Daisy Mary Rossi (18 January 1879 – 4 August 1974) was an Australian artist, interior designer and writer. She is best known for painting portraits and impressionist landscapes and flowers.

Daisy Rossi was born in Upper Wakefield, South Australia, in 1879 to William Rossi and Julia Emma Walter. Her mother was English and her paternal grandparents were Italian. In 1900 she moved with her family to Adelaide and began studying at the South Australian School of Design. She relocated to Perth in 1905, where she was tutored by painter Florence Fuller. The Western Australian Society of Arts began exhibiting her paintings in the same year, as well as her interior designs. Her work was also included in the 1907 Australian Exhibition of Women's Work.

In her early career, Rossi earned a living as a portrait painter; her subjects included the feminist Bessie Rischbieth and the architect George Temple-Poole, whom she would go on to marry in 1918. With the money from these commissions, she travelled overseas in 1909–1911, studying at the Grosvenor School of Modern Art in London. She established a studio upon her return to Perth, also working as an interior designer and a teacher at Fremantle Technical School. After visiting Europe, Rossi's style and the subject of her paintings changed, and most of her work became focused on landscapes and native wildflowers in the impressionist style. She was hired to create an installation to be featured in Savoy House in London but the project was never completed since it was abandoned in the midst of World War I.

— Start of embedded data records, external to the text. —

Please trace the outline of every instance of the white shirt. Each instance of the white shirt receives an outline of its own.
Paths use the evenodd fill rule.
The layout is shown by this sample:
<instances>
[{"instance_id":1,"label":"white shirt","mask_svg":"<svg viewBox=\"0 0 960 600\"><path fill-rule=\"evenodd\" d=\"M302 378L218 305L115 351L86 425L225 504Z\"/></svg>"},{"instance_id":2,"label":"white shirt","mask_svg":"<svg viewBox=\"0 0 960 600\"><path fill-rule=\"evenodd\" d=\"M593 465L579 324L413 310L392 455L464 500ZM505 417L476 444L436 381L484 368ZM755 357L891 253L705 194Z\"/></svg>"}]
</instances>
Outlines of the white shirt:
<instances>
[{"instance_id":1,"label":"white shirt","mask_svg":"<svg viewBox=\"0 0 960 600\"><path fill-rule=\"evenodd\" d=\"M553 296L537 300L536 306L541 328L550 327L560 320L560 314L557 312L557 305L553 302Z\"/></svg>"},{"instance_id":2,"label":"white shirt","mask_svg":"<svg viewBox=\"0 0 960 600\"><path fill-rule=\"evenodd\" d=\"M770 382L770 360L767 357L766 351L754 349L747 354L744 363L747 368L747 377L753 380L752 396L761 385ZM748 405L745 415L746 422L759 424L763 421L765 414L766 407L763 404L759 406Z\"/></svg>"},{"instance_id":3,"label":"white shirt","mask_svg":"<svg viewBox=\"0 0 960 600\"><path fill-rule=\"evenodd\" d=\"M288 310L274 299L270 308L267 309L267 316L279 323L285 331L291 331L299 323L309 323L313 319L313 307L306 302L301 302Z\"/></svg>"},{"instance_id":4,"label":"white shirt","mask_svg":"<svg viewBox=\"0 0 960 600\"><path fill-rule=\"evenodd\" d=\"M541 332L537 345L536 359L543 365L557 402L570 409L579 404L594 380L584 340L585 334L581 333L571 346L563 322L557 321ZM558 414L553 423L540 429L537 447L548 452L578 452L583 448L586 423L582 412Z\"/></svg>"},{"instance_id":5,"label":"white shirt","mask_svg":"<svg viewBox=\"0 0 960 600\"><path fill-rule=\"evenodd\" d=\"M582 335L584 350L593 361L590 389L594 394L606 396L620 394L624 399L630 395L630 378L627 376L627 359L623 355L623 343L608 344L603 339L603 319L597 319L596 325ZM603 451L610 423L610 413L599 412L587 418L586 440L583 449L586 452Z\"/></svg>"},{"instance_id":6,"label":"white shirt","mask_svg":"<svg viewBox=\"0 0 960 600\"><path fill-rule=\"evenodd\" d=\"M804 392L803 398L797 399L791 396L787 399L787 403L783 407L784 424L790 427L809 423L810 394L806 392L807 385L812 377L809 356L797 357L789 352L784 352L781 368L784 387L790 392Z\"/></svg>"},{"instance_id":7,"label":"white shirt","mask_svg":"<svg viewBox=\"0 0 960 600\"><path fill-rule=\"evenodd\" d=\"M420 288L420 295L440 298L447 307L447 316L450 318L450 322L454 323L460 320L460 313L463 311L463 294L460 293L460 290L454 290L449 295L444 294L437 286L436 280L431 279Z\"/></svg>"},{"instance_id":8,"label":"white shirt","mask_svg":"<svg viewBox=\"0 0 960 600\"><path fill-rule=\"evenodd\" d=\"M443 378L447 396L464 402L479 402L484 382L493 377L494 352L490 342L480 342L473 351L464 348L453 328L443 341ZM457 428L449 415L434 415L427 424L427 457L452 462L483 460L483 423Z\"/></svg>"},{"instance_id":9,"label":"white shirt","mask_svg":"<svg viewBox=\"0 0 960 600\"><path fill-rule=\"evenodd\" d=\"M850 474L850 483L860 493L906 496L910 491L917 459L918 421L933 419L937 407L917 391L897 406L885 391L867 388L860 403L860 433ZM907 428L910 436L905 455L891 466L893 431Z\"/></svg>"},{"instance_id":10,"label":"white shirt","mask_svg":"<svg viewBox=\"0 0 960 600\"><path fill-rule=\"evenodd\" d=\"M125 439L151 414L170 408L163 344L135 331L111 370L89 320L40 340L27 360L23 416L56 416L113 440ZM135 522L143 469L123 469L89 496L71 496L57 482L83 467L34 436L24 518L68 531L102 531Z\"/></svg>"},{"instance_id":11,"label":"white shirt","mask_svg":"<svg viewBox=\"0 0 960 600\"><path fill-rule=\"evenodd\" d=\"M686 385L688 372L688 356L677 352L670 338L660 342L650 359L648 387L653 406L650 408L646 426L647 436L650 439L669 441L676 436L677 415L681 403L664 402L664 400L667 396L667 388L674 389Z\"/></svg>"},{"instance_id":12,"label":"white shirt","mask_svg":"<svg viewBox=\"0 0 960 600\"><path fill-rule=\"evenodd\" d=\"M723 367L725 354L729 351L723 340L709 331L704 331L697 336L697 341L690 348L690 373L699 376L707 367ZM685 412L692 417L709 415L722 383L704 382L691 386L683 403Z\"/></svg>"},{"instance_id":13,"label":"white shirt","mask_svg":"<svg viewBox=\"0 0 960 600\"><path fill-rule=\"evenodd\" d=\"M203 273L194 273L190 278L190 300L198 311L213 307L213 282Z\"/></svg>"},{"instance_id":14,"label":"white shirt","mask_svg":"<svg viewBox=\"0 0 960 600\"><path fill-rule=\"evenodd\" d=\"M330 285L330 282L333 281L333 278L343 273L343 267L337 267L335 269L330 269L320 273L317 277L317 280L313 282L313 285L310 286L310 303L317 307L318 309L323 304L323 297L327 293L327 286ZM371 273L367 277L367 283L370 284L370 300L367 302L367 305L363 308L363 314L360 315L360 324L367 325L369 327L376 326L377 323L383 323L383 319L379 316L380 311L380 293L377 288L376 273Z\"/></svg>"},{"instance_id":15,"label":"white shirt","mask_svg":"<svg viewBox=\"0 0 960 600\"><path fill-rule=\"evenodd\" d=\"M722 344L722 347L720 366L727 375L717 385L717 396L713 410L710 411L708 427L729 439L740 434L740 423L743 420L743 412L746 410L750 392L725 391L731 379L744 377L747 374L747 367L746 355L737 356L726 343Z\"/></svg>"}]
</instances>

Rossi joined the Australian Town Planning Association in 1917 as one of its first female members. In 1920, she and Temple-Poole had a daughter, Iseult. She continued painting—exhibiting her works around Australia and at the 1924 British Empire Exhibition in Wembley—until 1926, when her studio and her works from Europe were destroyed by a fire, and because of her worsening eyesight. She campaigned for social issues that affected women and the arts. She wrote for various publications under the pen names Eva Bright and Mary Temple, as well as lecturing and teaching art. She resumed painting briefly in 1960 when her eyesight improved. She moved to Victoria in 1966 and died on 4 August 1974. Some of her works are held by the National Trust of Australia and the Art Gallery of Western Australia.